The trouble with TCP — It’s good but we’re stuck with it
TCP is possibly one of the most admired and least loathed protocols, you just have to find a bitter systems researcher and ask them what doesn’t suck that much. Sometimes they’ll say UTF-8, but TCP is also at the top of the list (which is good, because most of the internet is built atop of it).
TCP carries email, webpages, and a whole slew of data between computers, providing a reliable, ordered stream of data atop an unreliable, unordered IP network — but TCP isn’t perfect, and has a long history of unused or broken features.
For example: when the network became congested, older versions of TCP would retransmit aggressively, causing congestive collapse, bringing the entire internet to a halt.
Another problem was SYN flooding, where a computer could be tricked into exhausting all of its connections, but this was eventually solved by adding SYN Cookies. Some features, such as TCP urgent, have never worked in practice..
TCP has some design flaws, but sometimes the problems are with how TCP is implemented and used — TCP is a reliable ordered stream over a series of messages, but many protocols are a series of messages over TCP — forcing implementations to work around or re-implement TCP’s features.
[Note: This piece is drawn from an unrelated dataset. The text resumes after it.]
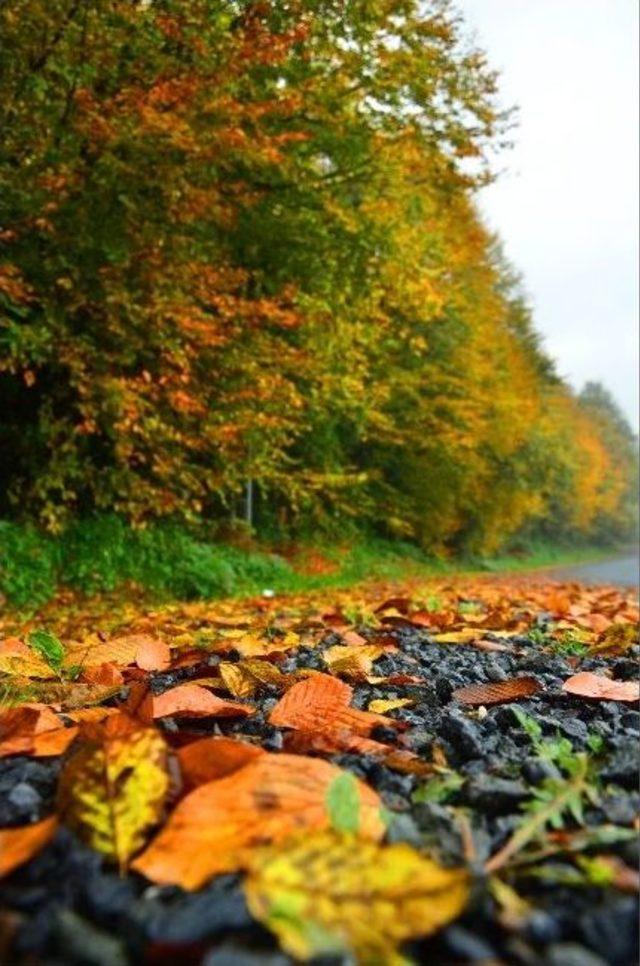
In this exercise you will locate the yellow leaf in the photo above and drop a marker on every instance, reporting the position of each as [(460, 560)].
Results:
[(217, 827), (113, 789), (325, 893), (352, 660), (464, 636), (382, 705), (244, 678)]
Although TCP provides reliable delivery, an acknowledgement only says that the computer has received a message, not processed it. Applications must implement their own acknowledgements atop to ensure that the data has been processed.
Some protocols attempt multiplexing or pipelining too, issuing concurrent commands over a single connection, and encounter head of line blocking— where the ordered delivery gets in the way of multiplexing the messages. They also have to implement flow control, framing, and timeouts too.
There is an alternative protocol, SCTP, which promises to be a better transport for these messages, built around messages rather than streams, but it hasn’t taken off. Why? We’re stuck with TCP.
TCP’s greatest design decision was the end-to-end principle, in that only the computers communicating had to worry about reliability and ordering, and the computers in-between could pass around messages in delightful ignorance. This is no longer true.
Now TCP is burnt into the routers, firewalls, and home equipment, it’s really hard to send something that isn’t TCP (or UDP) over the network. TCP is also burnt into the operating systems too, it’s impossible for applications to change TCP’s behaviour to suit their needs.
If we admit TCP is fossilised, is this admitting defeat? Not yet. The TCP Minion project attempts to work around TCP as found to evolve the protocol, even if the wire format stays the same. Alternatively, we can just re-implement TCP over UDP, over and over again.